But officials say the federal funding allocated to get the job done is in danger because some property owners along the road are fighting repeated requests to remove their property from county right-of-way.
Joe Farlow, 40, received the requests. But his long stretch of fence and steel cattle crossing, which corrals his 100 head of cattle, would cost thousands of dollars to move, he says. He’s not even sure how much, Farlow said.
Farlow’s been asked to move the fencing from 3 feet to 5 feet farther back from the road along a 350- to 400-yard stretch on both sides of County Road 10, he said. Farlow said he’s not doing it.
“It’s going to cost too much money,” he said.
Besides, he said, that fencing has been there since he was a kid and his father owned the farm. Why have they waited so long to request removal? Farlow asked.
Down the road, Esther Laney has lived on the road for 50 years.
Even before moving to her current house, she lived along the road and she and her late husband raised cattle and cotton. When she moved there, County Road 10 was just a dirt road that meandered along, she said. When the county paved it decades ago, it “rearranged” the road and some of the land where she already had fencing became county right-of-way.
Now, the county needs the fence and other encroachments moved so it can widen, repair and repave the road. When Laney received a letter asking her to move her fence, she did.
“It’s no problem for us,” Laney said. “We moved the fence because it’s the county’s road. I want the road paved.”
She declined to say how much it cost her.
The county must spend the money allocated to this road project by April 2014 or risk losing it, said Shannon Robbins, Cleburne County engineer. The county receives an annual allotment of $533,000 in federal funds to do road work, Robbins said. The money is distributed to the county by the Alabama Department of Transportation for approved projects and requires a 20 percent match from the county. This project requires more than one year’s funding, between $750,000 and $850,000, so the county had two fiscal years to do it, Robbins said.

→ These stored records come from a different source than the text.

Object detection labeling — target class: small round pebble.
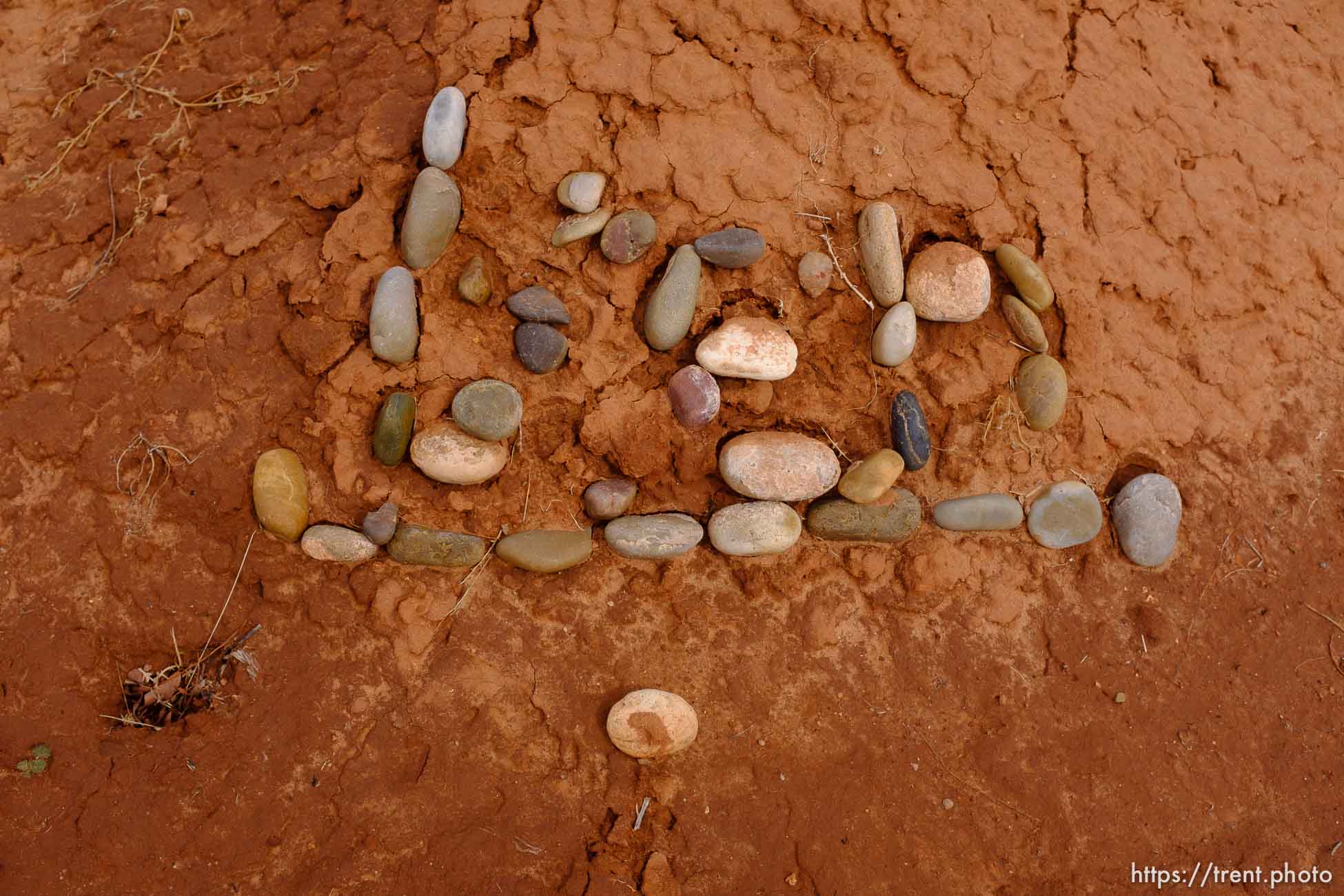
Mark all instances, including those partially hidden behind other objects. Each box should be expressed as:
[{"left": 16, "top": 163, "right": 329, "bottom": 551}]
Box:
[
  {"left": 555, "top": 171, "right": 606, "bottom": 214},
  {"left": 513, "top": 321, "right": 570, "bottom": 374},
  {"left": 695, "top": 317, "right": 798, "bottom": 380},
  {"left": 504, "top": 286, "right": 570, "bottom": 324},
  {"left": 298, "top": 525, "right": 378, "bottom": 563},
  {"left": 606, "top": 688, "right": 700, "bottom": 763},
  {"left": 906, "top": 242, "right": 989, "bottom": 323},
  {"left": 453, "top": 380, "right": 523, "bottom": 442},
  {"left": 668, "top": 364, "right": 719, "bottom": 430},
  {"left": 798, "top": 251, "right": 835, "bottom": 298},
  {"left": 601, "top": 208, "right": 659, "bottom": 265},
  {"left": 602, "top": 513, "right": 704, "bottom": 560},
  {"left": 1110, "top": 473, "right": 1181, "bottom": 567},
  {"left": 583, "top": 478, "right": 640, "bottom": 520},
  {"left": 1027, "top": 481, "right": 1101, "bottom": 549},
  {"left": 873, "top": 303, "right": 915, "bottom": 367},
  {"left": 695, "top": 227, "right": 765, "bottom": 267},
  {"left": 1017, "top": 355, "right": 1068, "bottom": 433},
  {"left": 710, "top": 501, "right": 802, "bottom": 558}
]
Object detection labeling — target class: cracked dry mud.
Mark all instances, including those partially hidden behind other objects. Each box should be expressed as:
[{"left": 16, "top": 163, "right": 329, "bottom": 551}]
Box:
[{"left": 0, "top": 0, "right": 1344, "bottom": 896}]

All the paperwork and the planning are done, but as long as the encroachments remain, ALDOT won’t release the money, Robbins said. The encroachments vary from fencing to mailboxes to sign posts. Some would be easy to remove, others would be difficult, he said.

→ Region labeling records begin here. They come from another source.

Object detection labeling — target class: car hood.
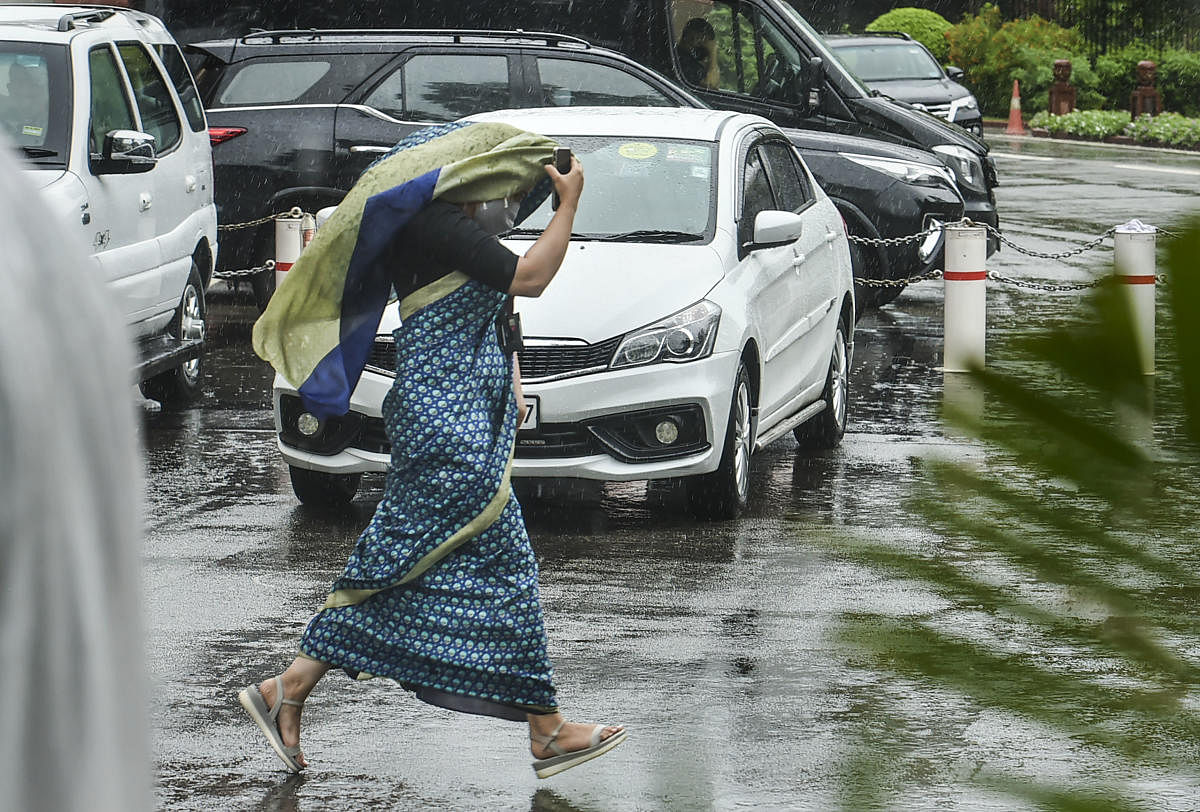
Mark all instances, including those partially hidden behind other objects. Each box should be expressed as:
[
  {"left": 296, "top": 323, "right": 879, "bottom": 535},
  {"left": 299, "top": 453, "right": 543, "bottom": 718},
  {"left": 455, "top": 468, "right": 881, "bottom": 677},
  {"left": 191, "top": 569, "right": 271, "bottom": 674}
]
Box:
[
  {"left": 871, "top": 79, "right": 971, "bottom": 104},
  {"left": 852, "top": 96, "right": 988, "bottom": 157},
  {"left": 20, "top": 169, "right": 67, "bottom": 190},
  {"left": 379, "top": 240, "right": 724, "bottom": 344},
  {"left": 506, "top": 240, "right": 724, "bottom": 343}
]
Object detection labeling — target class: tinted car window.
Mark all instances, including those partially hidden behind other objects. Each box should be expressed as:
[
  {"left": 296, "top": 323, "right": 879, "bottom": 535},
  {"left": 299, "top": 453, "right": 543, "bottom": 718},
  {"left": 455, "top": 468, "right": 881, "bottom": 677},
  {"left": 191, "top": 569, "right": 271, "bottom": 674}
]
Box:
[
  {"left": 538, "top": 58, "right": 676, "bottom": 107},
  {"left": 119, "top": 42, "right": 184, "bottom": 152},
  {"left": 758, "top": 142, "right": 810, "bottom": 211},
  {"left": 742, "top": 148, "right": 775, "bottom": 224},
  {"left": 0, "top": 42, "right": 71, "bottom": 166},
  {"left": 402, "top": 54, "right": 511, "bottom": 121},
  {"left": 88, "top": 47, "right": 137, "bottom": 154},
  {"left": 835, "top": 44, "right": 942, "bottom": 82},
  {"left": 217, "top": 59, "right": 330, "bottom": 104},
  {"left": 155, "top": 44, "right": 205, "bottom": 132},
  {"left": 513, "top": 133, "right": 716, "bottom": 237}
]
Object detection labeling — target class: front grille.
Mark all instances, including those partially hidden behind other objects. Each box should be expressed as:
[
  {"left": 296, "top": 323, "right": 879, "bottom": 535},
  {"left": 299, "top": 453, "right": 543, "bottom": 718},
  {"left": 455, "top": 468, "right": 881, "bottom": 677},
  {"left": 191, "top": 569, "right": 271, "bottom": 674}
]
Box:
[
  {"left": 367, "top": 336, "right": 396, "bottom": 374},
  {"left": 516, "top": 423, "right": 604, "bottom": 459},
  {"left": 520, "top": 336, "right": 620, "bottom": 381}
]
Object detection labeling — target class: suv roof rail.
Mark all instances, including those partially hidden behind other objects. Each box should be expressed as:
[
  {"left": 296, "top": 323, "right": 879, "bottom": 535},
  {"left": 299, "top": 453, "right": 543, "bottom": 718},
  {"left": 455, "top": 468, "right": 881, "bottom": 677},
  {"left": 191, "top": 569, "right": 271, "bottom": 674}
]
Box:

“If this was a normal year, I’d be in a panic,” Robbins said.
But this year, the county is also working on bridge projects, he said. The county can spend some of the money on the bridge projects and use the reimbursements to do the road project a little later, Robbins said.
The commission approved the County Road 10 project along with a stretch of road on County Road 11 three years ago because of the conditions of the roads and the amount of traffic on them, he said. The roads were to be widened, patched, repaved and the shoulders widened and lined with gravel, Robbins said. County Road 11 was finished about a year and a half ago, Robbins said. But the County Road 10 project has been held up 9 months to a year by the encroachments, he added. As of Thursday, 13 households had not removed their property from the county’s right of way, Robbins said.
The county does have the option of removing the encroachments with county staff and putting a lien on the property for reimbursement, said Doug Ghee, county attorney. If the encroachment is fencing corralling animals, the county could also replace it, he said.
“We don’t intend to jeopardize the public by taking a fence and letting cows run loose,” Ghee said.
The liens would have to be paid before the property could be sold or any other type of change of ownership could be made, Ghee said. In addition, the liens would draw interest and penalties if not paid in a timely manner, he said.
Robbins said he and Ghee are preparing to send out a final round of letters to the remaining households with encroaching property. The letters will have a “drop-dead date,” which has not yet been determined, to remove the property. After that, the county will step in, Robbins said.
“Cleburne County has not done this before that I know of,” Ghee said. “And they would rather not do it now.”
But the county doesn’t want to risk the funding and the safety of all those who use the road, he added.
Farlow said he didn’t want to talk about what he might or might not do if the county threatened to do the work itself and place a lien against his property.